Architecture: OpenBSD httpd → slowcgi (FastCGI) → Perl script.

Data structure: suffix array. Three files: corpus.bin (articles), sa.bin (sorted byte offsets), file_map.dat (metadata).

Indexer crawls posts, extracts HTML with regex, lowercases, concatenates. Null byte sentinel for document boundaries. Sort lexicographically::

# Use a block that forces byte-level comparison
{
    use bytes; 
    @sa = sort { 
        # First 64 bytes check (fast path)
        (substr($corpus, $a, 64) cmp substr($corpus, $b, 64)) || 
        # Full string fallback (required for correctness)
        (substr($corpus, $a) cmp substr($corpus, $b))
    } @sa;
}

Slow path: O(L⋅N log N). Fast path caps L at 64 bytes → O(N log N). 64-byte length targets cache lines.

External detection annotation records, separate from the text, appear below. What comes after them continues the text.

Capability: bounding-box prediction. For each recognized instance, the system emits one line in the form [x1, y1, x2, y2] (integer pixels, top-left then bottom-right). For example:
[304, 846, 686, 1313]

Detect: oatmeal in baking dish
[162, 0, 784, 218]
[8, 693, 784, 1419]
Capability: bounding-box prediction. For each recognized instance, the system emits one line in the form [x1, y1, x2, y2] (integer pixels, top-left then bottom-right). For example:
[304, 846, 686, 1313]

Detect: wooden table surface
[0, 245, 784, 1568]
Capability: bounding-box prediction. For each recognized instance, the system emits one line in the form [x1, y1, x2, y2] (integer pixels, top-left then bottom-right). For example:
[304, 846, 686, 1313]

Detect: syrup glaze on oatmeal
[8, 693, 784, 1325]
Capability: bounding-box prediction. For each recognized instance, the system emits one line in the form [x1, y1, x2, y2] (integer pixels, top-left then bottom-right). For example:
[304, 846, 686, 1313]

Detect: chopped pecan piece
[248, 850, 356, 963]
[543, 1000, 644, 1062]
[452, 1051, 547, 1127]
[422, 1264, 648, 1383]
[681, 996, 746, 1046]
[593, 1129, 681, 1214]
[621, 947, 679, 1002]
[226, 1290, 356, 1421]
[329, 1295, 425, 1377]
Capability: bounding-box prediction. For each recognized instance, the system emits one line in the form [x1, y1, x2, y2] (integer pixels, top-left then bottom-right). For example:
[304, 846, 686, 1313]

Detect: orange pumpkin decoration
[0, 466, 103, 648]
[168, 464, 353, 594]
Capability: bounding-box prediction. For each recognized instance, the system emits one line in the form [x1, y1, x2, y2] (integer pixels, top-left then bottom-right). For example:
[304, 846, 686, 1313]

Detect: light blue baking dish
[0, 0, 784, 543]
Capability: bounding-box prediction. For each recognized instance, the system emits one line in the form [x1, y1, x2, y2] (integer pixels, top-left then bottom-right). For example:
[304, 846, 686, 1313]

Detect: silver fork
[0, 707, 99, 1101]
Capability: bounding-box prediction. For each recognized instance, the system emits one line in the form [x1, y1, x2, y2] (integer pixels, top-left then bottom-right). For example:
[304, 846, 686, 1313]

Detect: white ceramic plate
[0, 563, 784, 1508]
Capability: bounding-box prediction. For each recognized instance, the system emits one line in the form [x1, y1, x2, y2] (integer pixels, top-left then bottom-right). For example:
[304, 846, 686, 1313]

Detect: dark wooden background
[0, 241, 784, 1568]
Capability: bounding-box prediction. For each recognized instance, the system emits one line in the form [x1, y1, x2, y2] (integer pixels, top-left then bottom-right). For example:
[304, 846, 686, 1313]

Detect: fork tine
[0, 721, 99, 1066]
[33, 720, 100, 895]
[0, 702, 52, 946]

Search: binary search for range query. Cap at 20 results–define limits or be surprised by them.

File IO and memory: many seek/read small chunks beat one large allocation (see benchmarks for find_one_file.cgi).

Benchmarks on T490 (i7-10510U, OpenBSD 7.8, 16KB articles):

1,000 files: 0.31s indexing, 410 KB total index.
10,000 files: 10.97s indexing, 4.16 MB total index.

Search ‘arduino’ (0 matches):
1,000 files: 0.002s (SA) vs 0.080s (naive regex).
10,000 files: 0.016s (SA) vs 0.912s (naive regex).

Security. Semaphore (lock files) limits parallel queries. Escape HTML (XSS). Sanitize input–strip non-printables, limit length, and quote metacharacters (ReDOS). No exec/system (command injection). Chroot.

Verdict: Fast SA lookup. Primary attack vectors mitigated. No dependencies.

Commit: 6da102d | Benchmarks: 8a4da68